What is NLP?
Shortly put, NLP is a vast subset of AI that revolves around reading, understanding, and deriving meaning from human language (both written and spoken). Natural Language Processing systems are usually based on machine learning services. Interestingly, if you want to see an advanced NLP algorithm in action, all you have to do is take your smartphone. Yes, Google Assistant, Alexa, and Siri are the perfect examples of NLP algorithms! If you understand how Siri works, you, in fact, understand what NLP is all about. However, knowing how NLP works is one thing. Making it work is a whole different story.
We reckon that the largest challenge when it comes to NLP is the fact that the process of understanding a language is extremely complex. That’s why, for example, machines don’t understand the concept of sarcasm. You see, when humans communicate, the same words and sentences can be used in a different context, with different meanings, and with a different intent. If someone says, “it’s great weather today!”, they can mean that it really is great weather; it’s warm and sunny. But they can also mean the exact opposite, and, in fact, it’s cold and windy. How can a machine tell the difference?
And problems don’t even end here! The next issue in line is idioms and slang, which are also incredibly complicated to be understood by machines. And finally, every language is a living thing. Languages constantly evolve, and that fact has to be taken into consideration as well. As a result, devising a decent NLP algorithm is very, very complex. It isn’t impossible, though.
You may find it interesting – NLP algorithm
In 2013, the global market saw Word2Vec. It was a group of related models that were used to produce word embeddings.
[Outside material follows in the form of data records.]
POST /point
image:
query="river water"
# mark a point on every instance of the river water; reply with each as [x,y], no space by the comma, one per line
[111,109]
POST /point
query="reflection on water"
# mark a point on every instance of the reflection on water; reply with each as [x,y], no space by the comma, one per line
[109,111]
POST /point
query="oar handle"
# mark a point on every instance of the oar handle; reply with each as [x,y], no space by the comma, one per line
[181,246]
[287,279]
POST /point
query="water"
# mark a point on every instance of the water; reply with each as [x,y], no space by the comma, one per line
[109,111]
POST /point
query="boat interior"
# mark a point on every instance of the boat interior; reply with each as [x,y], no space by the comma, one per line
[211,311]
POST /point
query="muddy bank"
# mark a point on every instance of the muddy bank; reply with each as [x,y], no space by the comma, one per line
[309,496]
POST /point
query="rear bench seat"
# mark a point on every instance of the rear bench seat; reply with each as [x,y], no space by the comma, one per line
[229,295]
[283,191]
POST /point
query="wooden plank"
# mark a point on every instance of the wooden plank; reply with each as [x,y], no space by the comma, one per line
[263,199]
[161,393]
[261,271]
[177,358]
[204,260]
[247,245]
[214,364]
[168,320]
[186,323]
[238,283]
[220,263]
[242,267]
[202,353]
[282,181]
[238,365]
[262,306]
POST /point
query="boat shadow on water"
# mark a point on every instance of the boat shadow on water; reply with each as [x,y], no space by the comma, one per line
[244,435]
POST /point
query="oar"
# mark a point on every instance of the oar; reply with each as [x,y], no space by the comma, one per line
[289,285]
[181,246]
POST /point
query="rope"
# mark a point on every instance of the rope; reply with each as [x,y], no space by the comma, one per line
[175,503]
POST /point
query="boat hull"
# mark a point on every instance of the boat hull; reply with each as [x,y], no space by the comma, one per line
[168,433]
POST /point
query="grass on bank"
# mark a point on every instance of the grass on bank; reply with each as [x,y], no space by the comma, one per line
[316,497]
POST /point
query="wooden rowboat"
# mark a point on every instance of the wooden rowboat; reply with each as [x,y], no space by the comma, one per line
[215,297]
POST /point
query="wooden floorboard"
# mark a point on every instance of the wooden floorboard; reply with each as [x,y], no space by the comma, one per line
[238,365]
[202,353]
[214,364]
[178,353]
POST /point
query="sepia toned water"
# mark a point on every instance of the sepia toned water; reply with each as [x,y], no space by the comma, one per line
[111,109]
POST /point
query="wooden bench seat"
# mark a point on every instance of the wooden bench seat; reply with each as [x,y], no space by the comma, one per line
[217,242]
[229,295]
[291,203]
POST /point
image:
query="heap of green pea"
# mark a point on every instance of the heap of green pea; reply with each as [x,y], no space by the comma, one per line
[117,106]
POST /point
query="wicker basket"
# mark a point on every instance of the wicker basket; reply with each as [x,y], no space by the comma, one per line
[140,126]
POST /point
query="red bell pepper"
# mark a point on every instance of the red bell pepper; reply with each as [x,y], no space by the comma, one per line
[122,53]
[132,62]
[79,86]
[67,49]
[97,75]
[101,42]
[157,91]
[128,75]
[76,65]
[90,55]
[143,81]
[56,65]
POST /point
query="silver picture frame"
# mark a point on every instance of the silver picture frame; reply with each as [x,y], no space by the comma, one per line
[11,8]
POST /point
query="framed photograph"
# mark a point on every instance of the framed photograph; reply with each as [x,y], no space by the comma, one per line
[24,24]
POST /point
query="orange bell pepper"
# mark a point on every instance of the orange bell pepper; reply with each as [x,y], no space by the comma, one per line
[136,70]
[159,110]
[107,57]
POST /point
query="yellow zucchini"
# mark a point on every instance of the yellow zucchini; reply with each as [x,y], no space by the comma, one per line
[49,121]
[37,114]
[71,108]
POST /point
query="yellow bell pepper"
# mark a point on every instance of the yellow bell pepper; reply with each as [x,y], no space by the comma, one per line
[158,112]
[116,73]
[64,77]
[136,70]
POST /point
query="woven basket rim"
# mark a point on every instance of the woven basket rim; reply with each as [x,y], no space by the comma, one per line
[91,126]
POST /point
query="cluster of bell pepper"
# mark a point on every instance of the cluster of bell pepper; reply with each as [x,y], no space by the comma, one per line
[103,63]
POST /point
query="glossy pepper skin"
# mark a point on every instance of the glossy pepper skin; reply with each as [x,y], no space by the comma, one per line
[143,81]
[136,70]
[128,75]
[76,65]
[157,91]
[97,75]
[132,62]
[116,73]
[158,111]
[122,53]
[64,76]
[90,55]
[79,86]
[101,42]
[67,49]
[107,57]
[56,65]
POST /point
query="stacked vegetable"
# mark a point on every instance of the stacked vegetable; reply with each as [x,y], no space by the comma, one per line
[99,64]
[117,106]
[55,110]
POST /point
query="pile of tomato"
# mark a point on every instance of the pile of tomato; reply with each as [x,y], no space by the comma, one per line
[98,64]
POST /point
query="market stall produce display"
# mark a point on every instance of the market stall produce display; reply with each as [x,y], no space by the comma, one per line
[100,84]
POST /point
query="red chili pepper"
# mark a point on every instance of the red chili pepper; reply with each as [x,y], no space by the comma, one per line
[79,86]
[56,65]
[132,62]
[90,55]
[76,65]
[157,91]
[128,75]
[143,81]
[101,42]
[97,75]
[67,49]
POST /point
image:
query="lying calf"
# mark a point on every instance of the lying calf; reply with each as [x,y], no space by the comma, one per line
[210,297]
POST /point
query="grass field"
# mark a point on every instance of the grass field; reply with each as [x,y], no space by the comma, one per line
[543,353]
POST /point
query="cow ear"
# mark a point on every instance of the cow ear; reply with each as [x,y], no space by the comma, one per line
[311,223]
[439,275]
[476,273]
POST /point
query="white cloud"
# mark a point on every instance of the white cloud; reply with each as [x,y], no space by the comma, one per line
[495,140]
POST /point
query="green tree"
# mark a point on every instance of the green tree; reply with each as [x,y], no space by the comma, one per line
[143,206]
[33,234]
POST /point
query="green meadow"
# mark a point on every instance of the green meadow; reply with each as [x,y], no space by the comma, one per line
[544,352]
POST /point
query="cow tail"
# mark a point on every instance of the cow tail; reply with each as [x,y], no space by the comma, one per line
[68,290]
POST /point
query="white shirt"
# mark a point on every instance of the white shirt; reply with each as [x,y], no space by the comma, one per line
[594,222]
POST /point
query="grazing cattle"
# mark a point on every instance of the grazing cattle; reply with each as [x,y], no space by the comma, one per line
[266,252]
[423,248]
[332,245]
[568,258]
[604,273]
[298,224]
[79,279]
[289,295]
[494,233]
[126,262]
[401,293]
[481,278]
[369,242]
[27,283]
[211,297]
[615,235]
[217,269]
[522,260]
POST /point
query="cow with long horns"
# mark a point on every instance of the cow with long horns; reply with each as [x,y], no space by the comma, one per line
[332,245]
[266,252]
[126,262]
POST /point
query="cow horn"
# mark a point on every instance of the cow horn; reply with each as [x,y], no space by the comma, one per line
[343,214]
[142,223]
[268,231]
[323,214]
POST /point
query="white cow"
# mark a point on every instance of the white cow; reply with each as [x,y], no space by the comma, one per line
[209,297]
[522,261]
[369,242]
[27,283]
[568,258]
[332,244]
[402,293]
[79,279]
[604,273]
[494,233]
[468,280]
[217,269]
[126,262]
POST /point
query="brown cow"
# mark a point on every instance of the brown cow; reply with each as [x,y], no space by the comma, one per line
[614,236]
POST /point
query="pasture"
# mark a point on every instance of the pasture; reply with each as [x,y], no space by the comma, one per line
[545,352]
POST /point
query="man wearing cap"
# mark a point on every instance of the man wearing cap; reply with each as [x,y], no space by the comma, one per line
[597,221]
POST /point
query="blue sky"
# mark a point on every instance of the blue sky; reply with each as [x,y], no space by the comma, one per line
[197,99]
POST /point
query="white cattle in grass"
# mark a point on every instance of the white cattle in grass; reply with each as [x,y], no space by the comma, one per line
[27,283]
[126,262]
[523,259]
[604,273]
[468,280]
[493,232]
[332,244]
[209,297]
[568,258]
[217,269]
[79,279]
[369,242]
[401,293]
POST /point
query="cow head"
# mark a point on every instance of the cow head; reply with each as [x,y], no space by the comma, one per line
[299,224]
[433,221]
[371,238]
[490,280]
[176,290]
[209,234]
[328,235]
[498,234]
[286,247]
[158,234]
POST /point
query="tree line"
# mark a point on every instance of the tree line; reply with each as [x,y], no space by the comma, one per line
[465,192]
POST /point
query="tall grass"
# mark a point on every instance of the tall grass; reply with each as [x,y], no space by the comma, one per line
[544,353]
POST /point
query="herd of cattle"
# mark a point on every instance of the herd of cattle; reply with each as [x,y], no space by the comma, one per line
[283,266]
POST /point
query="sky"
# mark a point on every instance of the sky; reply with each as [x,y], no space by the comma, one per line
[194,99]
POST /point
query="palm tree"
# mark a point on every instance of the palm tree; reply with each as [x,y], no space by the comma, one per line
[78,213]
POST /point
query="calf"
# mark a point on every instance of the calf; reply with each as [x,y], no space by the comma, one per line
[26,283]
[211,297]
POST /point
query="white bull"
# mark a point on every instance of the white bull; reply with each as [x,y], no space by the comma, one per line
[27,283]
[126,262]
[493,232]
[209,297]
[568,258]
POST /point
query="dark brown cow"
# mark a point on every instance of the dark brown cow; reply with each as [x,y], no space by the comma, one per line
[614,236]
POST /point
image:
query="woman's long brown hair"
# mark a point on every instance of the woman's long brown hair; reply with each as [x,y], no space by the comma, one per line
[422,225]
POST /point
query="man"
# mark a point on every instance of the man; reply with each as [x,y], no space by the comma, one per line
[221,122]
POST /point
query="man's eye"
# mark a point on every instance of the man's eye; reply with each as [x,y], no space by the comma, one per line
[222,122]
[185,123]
These models were basically two-layer neural networks that were trained to reconstruct linguistic contexts of words. The Word2vec algorithm used a neural network model to learn word associations from a large linguistic corpus of text (which was Word2Vec’s input source). As a result, this algorithm produced a vector space, typically of several hundred dimensions, with each unique word in the corpus being assigned to a corresponding vector in space.
Now, a linguistic corpus is typically a dataset comprising representative words, sentences, idioms, and phrases in a specific language. Corpora usually consist of books, magazines, newspapers, and internet portals. More and more commonly, they even contain informal forms and expressions, for example, coming from online chats. Corpora are used, for instance, in machine translation, but their main role is to help algorithms and machines understand the way people talk, write, and communicate in a given language.
If you go here, you will find a list of corpora for the English Language. The newest corpus comes from 2017, and it contains 14 billion words in 22 million web pages. NLP algorithms have to be based on this and other corpora in order to understand human language. And these algorithms handle this job more and more effectively. Just consider Google Assistant.
Today, this incredibly complex algorithm can, for instance:
- Control your devices and your smart home
- Access information from your calendars and other personal information
- Find information online, from restaurant bookings to directions, weather, and news
- Control music
- Run timers and reminders
- Make appointments and send messages
- Open apps on your smartphone
- Read notifications to you
- And even conduct real-time spoken translations
Why would you want to analyze privacy policies?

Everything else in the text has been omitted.